Now consider that the yield—interest income divided by price—on 10-year U.S. Treasury notes is 2% and that the government’s core measure of inflation is running at about 1.7% annually.

If you have half your portfolio in stocks that return 3.5% and half in bonds that return 0.3%, you will earn about 1.9% after inflation. If stocks average the 2.5% return from Prof. Shiller’s data, then a balanced portfolio will return only 1.4% after inflation. (These numbers assume no fees, taxes or trading costs.)

Either way, “it’s pretty awful by historical standards,” says William Bernstein, an investment manager at Efficient Frontier Advisors in Eastford, Conn.

Before you despair, bear in mind that the 2.5% expected return that Prof. Shiller derives from his historical data is an average of many 10-year periods in which stock returns ranged from losses of nearly 5% to gains of about 7%. All these results are averaged annually including dividends and after inflation. So 2.5% is a general expectation, not an exact certainty.

Still, keeping your expectations low is a good idea. “The problem isn’t that you might be not able to get better than a 2% return,” Mr. Bernstein says, “but that even getting 2% isn’t going to be psychologically easy.” With stocks and bonds alike still near record prices, they remain vulnerable to the sort of shocking decline that can shake many investors out of their conviction.

A few clear guidelines can help you stay the course.

First, you aren’t entitled to higher returns just because you feel you need (or deserve) them. If traditional investments deliver paltry returns, that doesn’t ensure that “alternatives” like hedge funds, complex trading techniques or esoteric bond funds will do any better. Take extra risk in a low-return world and you are likely to reap the risk without earning the reward.

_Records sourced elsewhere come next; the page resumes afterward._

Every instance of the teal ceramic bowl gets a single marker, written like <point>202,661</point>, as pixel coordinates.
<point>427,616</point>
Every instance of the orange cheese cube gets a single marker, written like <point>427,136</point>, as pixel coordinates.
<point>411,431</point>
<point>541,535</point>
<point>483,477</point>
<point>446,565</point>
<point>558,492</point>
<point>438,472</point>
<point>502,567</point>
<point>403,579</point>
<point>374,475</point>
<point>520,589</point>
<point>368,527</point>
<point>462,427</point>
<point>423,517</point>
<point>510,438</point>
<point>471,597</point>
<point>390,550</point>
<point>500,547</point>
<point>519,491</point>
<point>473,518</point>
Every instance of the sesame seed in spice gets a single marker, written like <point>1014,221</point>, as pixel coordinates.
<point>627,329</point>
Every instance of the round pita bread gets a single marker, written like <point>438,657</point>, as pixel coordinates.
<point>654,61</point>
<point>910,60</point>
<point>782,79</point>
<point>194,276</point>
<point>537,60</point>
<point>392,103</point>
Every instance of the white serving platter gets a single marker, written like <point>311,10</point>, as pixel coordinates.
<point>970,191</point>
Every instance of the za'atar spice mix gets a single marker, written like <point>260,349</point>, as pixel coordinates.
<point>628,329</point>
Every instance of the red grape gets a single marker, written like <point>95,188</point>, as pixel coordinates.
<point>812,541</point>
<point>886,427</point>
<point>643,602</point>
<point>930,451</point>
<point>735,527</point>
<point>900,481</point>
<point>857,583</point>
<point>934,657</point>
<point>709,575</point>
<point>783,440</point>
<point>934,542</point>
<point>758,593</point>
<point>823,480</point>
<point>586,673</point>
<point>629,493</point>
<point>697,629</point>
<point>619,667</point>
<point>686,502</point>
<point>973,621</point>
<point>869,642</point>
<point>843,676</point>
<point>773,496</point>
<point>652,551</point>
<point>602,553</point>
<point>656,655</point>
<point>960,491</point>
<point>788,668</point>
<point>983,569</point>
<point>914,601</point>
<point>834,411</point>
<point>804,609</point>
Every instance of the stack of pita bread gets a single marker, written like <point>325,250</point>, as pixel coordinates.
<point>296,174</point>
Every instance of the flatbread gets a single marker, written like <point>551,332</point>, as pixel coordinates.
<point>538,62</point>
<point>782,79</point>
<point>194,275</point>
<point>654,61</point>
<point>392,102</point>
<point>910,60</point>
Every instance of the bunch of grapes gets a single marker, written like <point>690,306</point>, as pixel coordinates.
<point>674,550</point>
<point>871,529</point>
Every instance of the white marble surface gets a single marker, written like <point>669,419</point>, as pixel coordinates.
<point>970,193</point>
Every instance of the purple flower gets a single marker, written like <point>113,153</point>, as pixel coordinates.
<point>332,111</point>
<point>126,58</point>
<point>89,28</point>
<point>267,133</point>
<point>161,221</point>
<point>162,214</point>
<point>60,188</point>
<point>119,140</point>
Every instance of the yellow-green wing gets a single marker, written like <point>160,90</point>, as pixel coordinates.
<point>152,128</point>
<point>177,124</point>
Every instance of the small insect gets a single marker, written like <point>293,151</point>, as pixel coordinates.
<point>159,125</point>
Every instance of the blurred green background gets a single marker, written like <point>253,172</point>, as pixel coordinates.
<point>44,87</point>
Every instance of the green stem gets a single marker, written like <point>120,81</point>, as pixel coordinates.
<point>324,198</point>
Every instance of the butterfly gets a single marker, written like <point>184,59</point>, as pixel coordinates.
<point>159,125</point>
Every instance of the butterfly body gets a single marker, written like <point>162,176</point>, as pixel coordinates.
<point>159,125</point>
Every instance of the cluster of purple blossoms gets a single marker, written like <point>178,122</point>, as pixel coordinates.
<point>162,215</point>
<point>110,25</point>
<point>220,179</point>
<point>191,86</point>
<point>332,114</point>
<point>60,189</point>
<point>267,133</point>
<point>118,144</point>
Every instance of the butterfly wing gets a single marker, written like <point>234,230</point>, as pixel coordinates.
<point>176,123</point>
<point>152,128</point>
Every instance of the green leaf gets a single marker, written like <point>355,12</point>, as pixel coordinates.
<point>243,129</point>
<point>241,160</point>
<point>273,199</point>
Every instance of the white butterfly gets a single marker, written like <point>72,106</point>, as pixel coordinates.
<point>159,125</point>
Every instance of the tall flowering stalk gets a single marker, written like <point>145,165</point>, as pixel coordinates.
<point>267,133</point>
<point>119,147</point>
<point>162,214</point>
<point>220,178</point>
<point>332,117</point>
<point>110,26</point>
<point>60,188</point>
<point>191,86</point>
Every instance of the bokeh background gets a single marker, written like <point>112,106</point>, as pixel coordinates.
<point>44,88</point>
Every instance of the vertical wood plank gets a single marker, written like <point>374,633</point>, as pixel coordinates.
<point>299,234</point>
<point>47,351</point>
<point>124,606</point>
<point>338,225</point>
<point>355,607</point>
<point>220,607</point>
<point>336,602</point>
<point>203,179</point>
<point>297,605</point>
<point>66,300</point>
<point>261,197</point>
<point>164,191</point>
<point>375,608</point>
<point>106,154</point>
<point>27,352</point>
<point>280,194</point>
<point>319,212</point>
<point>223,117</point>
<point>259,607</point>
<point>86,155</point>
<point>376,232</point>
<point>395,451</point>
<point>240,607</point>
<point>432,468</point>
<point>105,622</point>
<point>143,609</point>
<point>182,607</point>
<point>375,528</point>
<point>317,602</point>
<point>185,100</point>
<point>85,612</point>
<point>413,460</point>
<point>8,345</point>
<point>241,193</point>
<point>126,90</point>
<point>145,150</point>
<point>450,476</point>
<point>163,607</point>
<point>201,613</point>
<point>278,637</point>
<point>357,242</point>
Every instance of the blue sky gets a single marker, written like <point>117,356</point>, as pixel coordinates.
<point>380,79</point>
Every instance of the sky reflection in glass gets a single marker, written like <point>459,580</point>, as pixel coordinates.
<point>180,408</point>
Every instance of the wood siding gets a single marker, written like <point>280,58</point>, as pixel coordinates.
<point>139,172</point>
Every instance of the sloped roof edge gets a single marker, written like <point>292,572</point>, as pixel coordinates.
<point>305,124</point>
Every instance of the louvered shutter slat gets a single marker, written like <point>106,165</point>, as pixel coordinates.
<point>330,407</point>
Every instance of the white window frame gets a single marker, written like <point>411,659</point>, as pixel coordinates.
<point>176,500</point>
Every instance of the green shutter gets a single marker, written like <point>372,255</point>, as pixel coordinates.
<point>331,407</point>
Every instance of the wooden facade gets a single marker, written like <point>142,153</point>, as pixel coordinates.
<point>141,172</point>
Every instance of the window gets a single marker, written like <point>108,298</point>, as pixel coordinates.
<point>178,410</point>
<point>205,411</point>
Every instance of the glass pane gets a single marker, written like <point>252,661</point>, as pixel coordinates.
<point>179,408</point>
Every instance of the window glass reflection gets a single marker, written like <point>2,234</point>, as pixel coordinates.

“The things that feel most uncomfortable in the short run are generally the most rewarding in the long run,” Mr. Bernstein says, “and right now one of the most uncomfortable things is holding cash and fixed income.” By hanging onto your cash even at today’s invisible yields, you will be able to buy stock in the next downturn when shares finally become cheap again.

You can also look overseas now. “The expected returns on foreign stocks are higher,” Mr. Bernstein says, “plus you’re buying the currencies cheap relative to the dollar.” Stocks in Europe and selected other international markets are one-half to one-third as costly as U.S. shares by Prof. Shiller’s measure.

Inching up your exposure to non-U.S. stocks through portfolios like the iShares Core MSCI Total International Stock exchange-traded fund or the Vanguard Total International Stock Index Fund makes good sense. The funds each charge annual expenses of 0.14%, or $14 per $10,000 invested.

Next, treat every nickel like a manhole cover.

Purge any expensive mutual funds, replacing them with well-diversified, low-cost index funds or ETFs. Against a backdrop of 2% returns, a half-percentage-point reduction in management fees will give a bigger boost to your returns than almost anything else you can do.

Finally, most financial advisers, when pressed, will concede that their fees are negotiable. Now, when a 1% annual fee eats half your expected rate of return, is an excellent time to haggle.